The objective of this study was to determine whether patients with
chronic obstructive lung disease (
COPD) display differences in organization of the metabolic pathways and segments involved in energy supply compared with healthy control subjects. Metabolic pathway potential, based on the measurement of the maximal activity (V(max)) of representative
enzymes, was assessed in tissue extracted from the vastus lateralis in seven patients with
COPD (age 67 +/- 4 yr; FEV(1)/FVC = 44 +/- 3%, where FEV(1) is forced expiratory volume in 1 s and FVC is forced vital capacity; means +/- SE) and nine healthy age-matched controls (age 68 +/- 2 yr; FEV(1)/FVC = 75 +/- 2%). Compared with control, the
COPD patients displayed lower (P < 0.05) V(max) (mol.kg protein(-1).h(-1)) for
cytochrome c oxidase (COX; 21.2 +/- 2.0 vs. 28.7 +/- 2.2) and
3-hydroxyacyl-CoA dehydrogenase (HADH; 2.54 +/- 0.14 vs. 3.74 +/- 0.12) but not
citrate synthase (CS; 2.20 +/- 0.16 vs. 3.19 +/- 0.5). While no differences between groups were observed in V(max) for
creatine phosphokinase,
phosphorylase (PHOSPH),
phosphofructokinase (PFK),
pyruvate kinase, and
lactate dehydrogenase,
hexokinase (HEX) was elevated in
COPD (P < 0.05).
Enzyme activity ratios were higher (P < 0.05) for HEX/CS, HEX/COX, PHOSPH/HADH and PFK/HADH in
COPD compared with control.
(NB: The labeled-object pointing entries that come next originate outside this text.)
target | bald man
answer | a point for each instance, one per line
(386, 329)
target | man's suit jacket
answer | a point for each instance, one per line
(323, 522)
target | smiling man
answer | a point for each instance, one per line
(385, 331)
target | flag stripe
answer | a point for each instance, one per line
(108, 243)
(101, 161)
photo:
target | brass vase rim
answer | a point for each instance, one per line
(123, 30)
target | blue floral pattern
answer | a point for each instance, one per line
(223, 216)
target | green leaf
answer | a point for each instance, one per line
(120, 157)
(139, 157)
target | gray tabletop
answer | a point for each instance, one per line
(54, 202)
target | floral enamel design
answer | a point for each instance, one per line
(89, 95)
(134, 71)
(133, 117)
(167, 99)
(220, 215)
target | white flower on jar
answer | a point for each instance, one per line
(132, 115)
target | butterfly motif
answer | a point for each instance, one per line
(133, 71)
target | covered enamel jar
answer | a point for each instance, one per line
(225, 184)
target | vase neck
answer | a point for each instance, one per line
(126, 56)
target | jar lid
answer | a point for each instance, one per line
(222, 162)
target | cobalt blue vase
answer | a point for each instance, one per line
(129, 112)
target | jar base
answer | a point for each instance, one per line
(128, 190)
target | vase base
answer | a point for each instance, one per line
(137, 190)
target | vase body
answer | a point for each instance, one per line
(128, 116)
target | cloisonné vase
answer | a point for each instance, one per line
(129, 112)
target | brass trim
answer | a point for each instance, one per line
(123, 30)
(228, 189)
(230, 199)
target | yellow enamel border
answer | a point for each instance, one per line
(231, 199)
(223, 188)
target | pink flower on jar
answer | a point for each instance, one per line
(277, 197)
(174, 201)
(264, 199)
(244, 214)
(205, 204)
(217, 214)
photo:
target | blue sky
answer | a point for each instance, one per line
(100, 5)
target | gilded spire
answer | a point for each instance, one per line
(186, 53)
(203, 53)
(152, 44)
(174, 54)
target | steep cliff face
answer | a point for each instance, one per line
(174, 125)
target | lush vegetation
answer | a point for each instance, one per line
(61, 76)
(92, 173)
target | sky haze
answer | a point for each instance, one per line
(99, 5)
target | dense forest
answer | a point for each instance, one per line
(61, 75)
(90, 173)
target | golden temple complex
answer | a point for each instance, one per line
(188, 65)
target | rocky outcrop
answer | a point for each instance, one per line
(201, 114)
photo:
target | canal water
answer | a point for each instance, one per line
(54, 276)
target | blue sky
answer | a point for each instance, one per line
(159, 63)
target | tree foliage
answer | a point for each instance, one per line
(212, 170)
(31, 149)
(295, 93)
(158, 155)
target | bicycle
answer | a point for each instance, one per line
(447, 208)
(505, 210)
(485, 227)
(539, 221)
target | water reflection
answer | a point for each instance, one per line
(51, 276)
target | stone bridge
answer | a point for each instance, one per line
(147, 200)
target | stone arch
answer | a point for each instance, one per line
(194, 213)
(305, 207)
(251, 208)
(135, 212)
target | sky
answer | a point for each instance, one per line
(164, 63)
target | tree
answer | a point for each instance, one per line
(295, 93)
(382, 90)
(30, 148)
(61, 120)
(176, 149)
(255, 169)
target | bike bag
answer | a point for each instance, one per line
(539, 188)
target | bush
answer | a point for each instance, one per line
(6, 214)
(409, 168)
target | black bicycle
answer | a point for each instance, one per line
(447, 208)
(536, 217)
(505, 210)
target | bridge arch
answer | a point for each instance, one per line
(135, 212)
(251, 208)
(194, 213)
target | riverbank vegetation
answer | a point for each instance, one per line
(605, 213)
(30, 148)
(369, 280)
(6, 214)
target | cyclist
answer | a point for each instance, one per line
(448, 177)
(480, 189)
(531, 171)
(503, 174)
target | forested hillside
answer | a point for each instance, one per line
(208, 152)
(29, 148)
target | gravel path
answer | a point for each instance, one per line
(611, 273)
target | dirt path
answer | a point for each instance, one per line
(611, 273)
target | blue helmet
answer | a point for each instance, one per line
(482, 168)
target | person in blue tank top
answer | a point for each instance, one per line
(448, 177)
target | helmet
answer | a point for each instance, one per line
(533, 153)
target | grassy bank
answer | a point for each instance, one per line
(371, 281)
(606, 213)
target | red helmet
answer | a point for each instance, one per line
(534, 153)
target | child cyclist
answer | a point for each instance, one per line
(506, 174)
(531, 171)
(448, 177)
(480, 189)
It is concluded that
COPD patients exhibit a reduced potential for both the electron transport system and fat oxidation and an increased potential for
glucose phosphorylation while the potential for glycogenolysis and glycolysis remains normal. A comparison of
enzyme ratios indicated greater potentials for
glucose phosphorylation relative to the citric acid cycle and the electron transport chain and glycogenolysis and glycolysis relative to beta-oxidation.